WEIGHT WORKOUT THAT CAN BE ADAPTED TO TRAINING LEVEL. If the idea of performing a kettle bell workout has interested you, the routine featured in a SHAPE.com article by Jaclyn Emerick might get you to actually try one. It’s meant to strengthen the back and shoulders, and in doing so straighten posture wrecked by sitting slumped over hand-held electronic devices for repeated and long periods of time.
A tall and upright posture is one component of good running and walking form.
Emerick’s article includes pictures demonstrating workout moves. The kettlebell modeled in the images looks like the 5-pounder I have at home. It’s not the 25-pound+ size usually shown in routines employing this piece of gym equipment, which I also have at home. Those are the only 2 sizes I own. That’s what encouraged me to read the full piece.

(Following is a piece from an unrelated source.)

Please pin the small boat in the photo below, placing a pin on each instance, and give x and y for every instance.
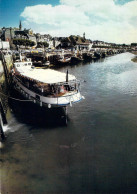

The very first kettlebell exercise that came to my attention about 7 years ago, was the “swing” promoted by The 4 Hour Body author Tim Ferriss. He had identified it as his choice of the single best exercise to perform to change body composition (lose fat), if only one could be chosen. The 53-pound weight Ferriss used was hefty. Recommendations in online instructional information start at 25+ pounds for men and 13+ pounds for women.
I tried this ‘perfect’ exercise, but did not perform it regularly. Concerned I would injure myself as a result of swinging too heavy a weight with imperfect technique. So I purchased a 5 pound weight that was far too light for swings, and did not ever make use of it. Thus this article attracted my attention because it looked as if the 5-pounder might be perfect to use in this set of exercises. Or at least be the weight with which to warm up.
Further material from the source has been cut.